The drug cetuximab when combined with other treatments has been shown to prolong survival in certain types of cancer, including metastatic colorectal cancers.
![Colorectal Cancer Patients To Overcome Drug Resistance, Feasibility Found by Researchers Colorectal Cancer Patients To Overcome Drug Resistance, Feasibility Found by Researchers](https://images.medindia.net/health-images/1200_1000/cancer-intestine.jpg)
"We've discovered that ARI-4175 appears to increase the level of natural killer cells that could play a role in rejecting the tumor," Hossein Borghaei, D.O., director of thoracic medical oncology at Fox Chase and lead author on the study says. He notes that this action—rallying the body's own immunologic defenses—may explain why ARI-4175 effectively stops the growth of tumors. "My theory is that this particular drug turns on the host's anticancer immune response, while cetuximab serves to help direct it toward the cancer."
Borghaei, along William W. Bachovchin, Ph.D., professor of biochemistry at Tufts Sackler School of Graduate Biomedical Sciences (also co-author on the study) and colleagues, tested ARI-4175 in colorectal cancer cell lines and in mice with two types of cetuximab-resistant colorectal tumors. Neither cetuximab nor ARI-4175, separately or together, succeeded in killing the cells in lab dishes. In the mice, however, ARI-4175 blocked tumor growth, and was more successful at higher doses of the drug. The research shows an even stronger effect in mice that received ARI-4175 combined with cetuximab.
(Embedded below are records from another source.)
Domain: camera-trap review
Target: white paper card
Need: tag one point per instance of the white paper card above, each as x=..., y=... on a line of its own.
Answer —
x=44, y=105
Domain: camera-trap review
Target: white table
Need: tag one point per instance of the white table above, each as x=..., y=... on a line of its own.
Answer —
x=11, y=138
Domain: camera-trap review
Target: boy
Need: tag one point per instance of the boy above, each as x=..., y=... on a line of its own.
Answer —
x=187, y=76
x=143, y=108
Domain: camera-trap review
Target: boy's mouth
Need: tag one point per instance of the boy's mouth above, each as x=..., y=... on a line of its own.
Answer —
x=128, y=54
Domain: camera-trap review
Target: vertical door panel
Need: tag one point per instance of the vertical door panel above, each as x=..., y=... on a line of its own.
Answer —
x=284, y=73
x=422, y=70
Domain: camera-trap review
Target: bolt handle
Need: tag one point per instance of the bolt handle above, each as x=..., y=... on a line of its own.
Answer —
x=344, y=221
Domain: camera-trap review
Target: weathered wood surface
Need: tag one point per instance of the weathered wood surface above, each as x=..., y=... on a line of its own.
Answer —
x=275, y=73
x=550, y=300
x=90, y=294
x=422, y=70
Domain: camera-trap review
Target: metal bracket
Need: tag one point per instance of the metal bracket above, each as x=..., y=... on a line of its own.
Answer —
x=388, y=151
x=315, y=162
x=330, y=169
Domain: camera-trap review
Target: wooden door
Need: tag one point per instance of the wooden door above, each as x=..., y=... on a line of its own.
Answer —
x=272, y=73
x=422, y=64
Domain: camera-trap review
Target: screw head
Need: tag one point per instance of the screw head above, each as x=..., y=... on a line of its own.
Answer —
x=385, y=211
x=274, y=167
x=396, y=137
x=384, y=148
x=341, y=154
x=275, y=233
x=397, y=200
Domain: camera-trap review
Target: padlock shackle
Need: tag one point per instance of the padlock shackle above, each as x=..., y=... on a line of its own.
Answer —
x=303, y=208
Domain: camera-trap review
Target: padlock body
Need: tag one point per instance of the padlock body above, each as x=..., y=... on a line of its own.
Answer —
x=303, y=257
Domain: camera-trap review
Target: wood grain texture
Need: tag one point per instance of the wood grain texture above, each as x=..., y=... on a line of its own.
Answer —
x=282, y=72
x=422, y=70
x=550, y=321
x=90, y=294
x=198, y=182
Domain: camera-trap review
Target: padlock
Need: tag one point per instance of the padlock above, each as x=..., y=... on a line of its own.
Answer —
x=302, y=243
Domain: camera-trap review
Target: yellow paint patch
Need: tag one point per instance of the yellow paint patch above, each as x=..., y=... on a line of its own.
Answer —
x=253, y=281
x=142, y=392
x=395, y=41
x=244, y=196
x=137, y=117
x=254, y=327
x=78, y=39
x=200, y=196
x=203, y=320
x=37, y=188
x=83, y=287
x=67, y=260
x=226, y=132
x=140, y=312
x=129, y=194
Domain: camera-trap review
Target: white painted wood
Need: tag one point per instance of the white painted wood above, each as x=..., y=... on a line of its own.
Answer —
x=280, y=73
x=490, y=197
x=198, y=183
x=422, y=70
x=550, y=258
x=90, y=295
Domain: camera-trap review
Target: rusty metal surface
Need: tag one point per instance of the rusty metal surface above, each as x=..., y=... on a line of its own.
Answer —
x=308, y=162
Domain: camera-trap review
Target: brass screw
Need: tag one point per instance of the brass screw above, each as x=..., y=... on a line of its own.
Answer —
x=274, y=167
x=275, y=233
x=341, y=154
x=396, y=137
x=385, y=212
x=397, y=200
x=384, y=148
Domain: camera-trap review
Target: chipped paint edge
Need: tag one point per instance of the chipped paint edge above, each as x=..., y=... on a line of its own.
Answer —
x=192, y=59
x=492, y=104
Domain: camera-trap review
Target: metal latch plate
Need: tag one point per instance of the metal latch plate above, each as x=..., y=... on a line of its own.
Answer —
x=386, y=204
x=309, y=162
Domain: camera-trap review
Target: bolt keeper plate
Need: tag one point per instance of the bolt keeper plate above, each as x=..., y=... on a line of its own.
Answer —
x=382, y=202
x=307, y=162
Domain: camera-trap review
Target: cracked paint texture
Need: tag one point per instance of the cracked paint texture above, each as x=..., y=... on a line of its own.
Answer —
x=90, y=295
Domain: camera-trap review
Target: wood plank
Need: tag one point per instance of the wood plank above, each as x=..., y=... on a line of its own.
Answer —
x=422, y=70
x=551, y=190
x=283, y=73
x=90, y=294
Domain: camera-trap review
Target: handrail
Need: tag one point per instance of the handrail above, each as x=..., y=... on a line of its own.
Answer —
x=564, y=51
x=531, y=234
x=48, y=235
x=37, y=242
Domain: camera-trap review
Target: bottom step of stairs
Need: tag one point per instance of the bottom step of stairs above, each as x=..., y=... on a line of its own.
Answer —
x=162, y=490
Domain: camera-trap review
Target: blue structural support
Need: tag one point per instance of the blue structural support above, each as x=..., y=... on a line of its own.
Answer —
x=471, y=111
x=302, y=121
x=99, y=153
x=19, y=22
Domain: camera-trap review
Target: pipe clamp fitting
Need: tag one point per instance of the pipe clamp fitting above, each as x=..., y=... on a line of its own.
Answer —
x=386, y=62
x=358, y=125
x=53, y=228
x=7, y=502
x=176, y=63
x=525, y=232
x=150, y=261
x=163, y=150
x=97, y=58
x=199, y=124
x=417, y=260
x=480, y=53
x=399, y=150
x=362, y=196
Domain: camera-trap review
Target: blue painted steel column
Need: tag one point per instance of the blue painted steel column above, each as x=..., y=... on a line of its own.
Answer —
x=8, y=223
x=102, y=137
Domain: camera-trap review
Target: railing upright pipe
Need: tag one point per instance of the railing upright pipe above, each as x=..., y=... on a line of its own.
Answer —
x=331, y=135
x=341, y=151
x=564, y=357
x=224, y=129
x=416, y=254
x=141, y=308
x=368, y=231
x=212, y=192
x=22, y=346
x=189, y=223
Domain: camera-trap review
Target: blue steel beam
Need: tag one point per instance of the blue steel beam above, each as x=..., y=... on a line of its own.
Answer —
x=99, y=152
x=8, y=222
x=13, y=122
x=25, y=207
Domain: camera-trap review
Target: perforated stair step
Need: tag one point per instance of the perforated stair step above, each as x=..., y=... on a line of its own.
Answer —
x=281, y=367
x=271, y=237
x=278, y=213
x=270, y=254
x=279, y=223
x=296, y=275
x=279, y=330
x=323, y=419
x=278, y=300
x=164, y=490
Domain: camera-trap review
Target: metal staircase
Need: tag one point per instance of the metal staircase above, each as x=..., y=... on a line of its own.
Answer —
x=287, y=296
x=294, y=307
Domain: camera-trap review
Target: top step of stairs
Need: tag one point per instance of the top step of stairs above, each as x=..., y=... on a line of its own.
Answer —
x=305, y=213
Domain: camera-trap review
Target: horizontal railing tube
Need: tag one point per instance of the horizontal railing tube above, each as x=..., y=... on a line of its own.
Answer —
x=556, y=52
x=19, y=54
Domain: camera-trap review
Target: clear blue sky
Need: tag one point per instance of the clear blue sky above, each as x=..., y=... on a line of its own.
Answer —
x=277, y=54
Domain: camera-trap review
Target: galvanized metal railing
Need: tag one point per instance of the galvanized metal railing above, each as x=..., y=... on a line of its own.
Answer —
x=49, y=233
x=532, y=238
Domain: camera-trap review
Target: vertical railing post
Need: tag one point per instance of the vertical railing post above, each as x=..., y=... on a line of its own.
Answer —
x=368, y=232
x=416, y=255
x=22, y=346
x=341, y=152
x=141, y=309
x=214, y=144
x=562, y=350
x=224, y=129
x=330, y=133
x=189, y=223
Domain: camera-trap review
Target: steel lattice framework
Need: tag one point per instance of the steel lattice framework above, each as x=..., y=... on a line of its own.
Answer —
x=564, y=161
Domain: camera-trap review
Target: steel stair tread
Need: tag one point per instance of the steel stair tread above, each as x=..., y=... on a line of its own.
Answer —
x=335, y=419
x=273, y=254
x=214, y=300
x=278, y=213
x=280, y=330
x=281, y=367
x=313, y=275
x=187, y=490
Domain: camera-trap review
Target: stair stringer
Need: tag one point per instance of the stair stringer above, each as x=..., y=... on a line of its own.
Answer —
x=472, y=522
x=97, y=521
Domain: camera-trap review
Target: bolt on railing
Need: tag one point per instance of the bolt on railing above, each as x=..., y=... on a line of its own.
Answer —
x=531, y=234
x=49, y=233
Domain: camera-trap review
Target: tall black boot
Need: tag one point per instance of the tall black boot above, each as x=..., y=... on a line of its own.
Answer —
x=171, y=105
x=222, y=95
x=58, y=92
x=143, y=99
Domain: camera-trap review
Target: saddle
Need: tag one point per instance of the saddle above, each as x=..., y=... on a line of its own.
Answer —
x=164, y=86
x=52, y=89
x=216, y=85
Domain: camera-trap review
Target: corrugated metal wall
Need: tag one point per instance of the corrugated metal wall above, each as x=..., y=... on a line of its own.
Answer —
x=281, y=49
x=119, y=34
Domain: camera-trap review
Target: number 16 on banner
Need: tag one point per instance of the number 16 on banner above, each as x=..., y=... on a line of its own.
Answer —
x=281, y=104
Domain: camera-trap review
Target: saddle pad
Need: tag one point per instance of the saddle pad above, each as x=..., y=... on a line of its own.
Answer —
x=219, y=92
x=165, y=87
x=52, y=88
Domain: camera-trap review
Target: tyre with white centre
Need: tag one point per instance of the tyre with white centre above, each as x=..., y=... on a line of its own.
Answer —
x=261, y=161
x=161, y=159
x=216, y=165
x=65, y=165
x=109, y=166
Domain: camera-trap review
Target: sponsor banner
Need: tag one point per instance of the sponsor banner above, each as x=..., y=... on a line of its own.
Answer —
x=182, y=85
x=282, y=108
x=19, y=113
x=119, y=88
Cetuximab, which is FDA-approved for metastatic colorectal cancer and some head and neck cancers, works by blocking a crucial receptor on the surface of a cancer cell—causing the cell to die. In people carrying the mutated form of the KRAS gene, cetuximab is not effective, but ARI-4175 may open up a detour around that impasse.
Borghaei notes that a cancer treatment like the immune stimulator ARI-4175, which uses the body's own defenses, may be more effective than drugs targeting tumor oncogenes that are susceptible to mutations that lead to resistance. "Tumors often develop resistance to targeted therapies," he says, "but it's more difficult to find resistance to a patient's own immune system. Bringing in the activity of the immune system might be the most effective way to fight some of these cancers."
"Our immune system can actually be a very useful partner in the fight against cancer," he says.